Debt Consolidation


Debt Consolidation
Debt consolidation
In the process of debt consolidation, varied unsecured debts such as medical bills,
credit cards, payday loans, personal loans etc. are combined to single bill. offers innovative debt consolidation solutions. All your
payments are combined to one probable monthly payment with our debt
consolidation solutions. This helps in elimination of mistakes and avoids the
problems of late payments or wrong amount.
For all those who are in search of debt consolidation Australia can rely on our
services. We offer best solutions of debt consolidation to all those who find it
difficult due to several personal loans and credit cards. You can get the product
meeting your specific needs from the all-embracing financial services offered by
Debt consolidation loan:
In place of the hassle of making several payments to various creditors, you can
provide single lender with one payment with the help of Debt consolidation loan
(DCL). The interest rate of debt consolidation loan is fixed and it is often lower
compared to the one paid by you. This makes debts repayment easy and your
monthly payments are also reduced.
Debt consolidation loans are of different types such as personal loans, loans of
home equity, credit cards balance transfers on zero interest, student loans etc. The
tracking of finance becomes easy as your wide ranging bills are bundled by this
recognized way into one single payment. One can also take holiday loans for
several types of holidays and the rates are condition dependent.
Debt financing:
Both secured as well as unsecured loans are covered in debt financing. A type of
collateral is involved as the security that can serve as an assurance of loan
repayment. In case of any type of default by the debtor on loan, the debt payment
is satisfied by forfeiting this collateral.

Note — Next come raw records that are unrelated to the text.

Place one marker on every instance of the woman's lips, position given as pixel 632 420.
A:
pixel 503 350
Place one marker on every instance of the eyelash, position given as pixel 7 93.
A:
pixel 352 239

The lender could be offered with one of the following type of security:
 Guarantors: an agreement is signed by them that state the guarantee of
loan payment by them.
 Co-makers: basically the principles having responsibility for paying the
 Accounts receivable: as soon as shipment of goods takes place, these allow
banks to spread 65-80% of the value of receivables.
 Real estate: either private or commercial, accessed value’s 90 percent could
be counted in this.
 Equipment: for a loan, 60-65% of the value is provided by this as collateral
 Securities: for a loan repayment, the companies held publically are allowed
to offer bonds and stocks in the form of security.
 Deposit certificate or savings account: for the purpose of loan security, this
could also be used.
 Display merchandise: via the process termed as floor planning, loans could
be secured by using things like cars, furniture, electronic equipment etc.
 Warehouse inventory: of the loan amount, 50 percent is secured by this.
 Chattel mortgage: when collateral is some type of equipment- on the basis
of something that is less than the existing value of the equipment, loan is
made by the lender. Till the tome of loan repayment, the mortgage is hold
by the lender.
 Insurance policies: for the amount as good as 95 percent of cash value of
the policy, these can be taken as the collateral.